Regional value growth slows

Economist says higher cost of listing and interest rates continue to put pressure on household balance sheets

Regional value growth slows

News

By Abigail Adriatico

Value growth in regional property markets has slowed down because of factors such as affordability constraints, normalising listing levels, and the current interest rate impacting growth, according to a report by CoreLogic.

In its Regional Market Update, CoreLogic found that regional markets only saw an increase in dwelling values of 1.3% over the three months in July. In contrast, capital cities saw a rise of 1.8%.

According to Kaytlin Ezzy (pictured), economist at CoreLogic Australia, the pace of the growth has eased from the peaks recently recorded as the normalising of internal migration patterns cooled down the demand for regional housing.

“The quarterly growth rate in regional dwelling values has slowed from a recent high of 2.2% in April to just 1.3% in July. The capital cities have also seen a moderation in growth, albeit milder, from 2.0% to 1.8% over the same period,” said Ezzy.
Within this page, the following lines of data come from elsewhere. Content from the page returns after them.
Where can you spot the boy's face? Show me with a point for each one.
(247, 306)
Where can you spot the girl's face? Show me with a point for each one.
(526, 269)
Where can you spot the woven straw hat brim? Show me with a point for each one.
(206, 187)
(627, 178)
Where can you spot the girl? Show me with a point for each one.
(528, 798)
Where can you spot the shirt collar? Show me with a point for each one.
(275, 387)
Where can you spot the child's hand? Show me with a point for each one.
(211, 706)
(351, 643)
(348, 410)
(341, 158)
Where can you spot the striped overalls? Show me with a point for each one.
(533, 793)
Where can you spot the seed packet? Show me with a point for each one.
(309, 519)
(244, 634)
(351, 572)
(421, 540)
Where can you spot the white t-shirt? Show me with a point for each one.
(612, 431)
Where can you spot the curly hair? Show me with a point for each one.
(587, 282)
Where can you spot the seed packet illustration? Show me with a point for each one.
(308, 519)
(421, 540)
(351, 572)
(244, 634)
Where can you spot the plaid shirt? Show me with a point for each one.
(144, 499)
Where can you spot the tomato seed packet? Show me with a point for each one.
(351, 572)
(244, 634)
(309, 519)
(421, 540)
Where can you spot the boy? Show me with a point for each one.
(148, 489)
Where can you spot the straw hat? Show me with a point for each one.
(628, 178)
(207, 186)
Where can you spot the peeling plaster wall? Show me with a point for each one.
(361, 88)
However, Ezzy said that the trends in growth across the country’s largest 50 non-capital city Significant Urban Areas (SUAs) were becoming more diverse. About 40% of such regions saw a decline in values over the quarter. Meanwhile, 11 regions saw a rise in values by more than 3%.

“As the higher cost of listing and high interest rates environment continues to put pressure on households' balance sheets, it's likely we’ll continue to see values and rents moderate in the coming months,” said Ezzy.

Queensland had overtaken Western Australia for the top spot in the quarter as Gladstone saw values rise by 9.2% over the three months to July. Meanwhile, decline in values were seen in 14 regional New South Wales markets and six regional Victoria markets.

While it had accelerated through the first quarter of the year, the rental growth across combined regions has been losing its momentum again. The report stated that the regional rental index had recorded a 1.3% increase over the three months to July, which was a decrease from the 2.8% recorded during the March quarter.  Meanwhile, capital city rents rose by 1.1% in July, which was a decrease from the 2.9% recorded in April.

“Although the majority of markets are still recording positive rental growth, the pace of quarterly growth has eased in most regions, with many renters coming up against affordability constraints and some looking for ways to share the additional rental burden by forming larger households,” said Ezzy.

"While growth in both values and rents are losing momentum, affordability continues to be a significant issue across the regions. Dwelling values have risen by 52.5% since the onset of the pandemic, and rents are up 39.1%, compared to a 33.4% and 35.4% rise in the capitals.”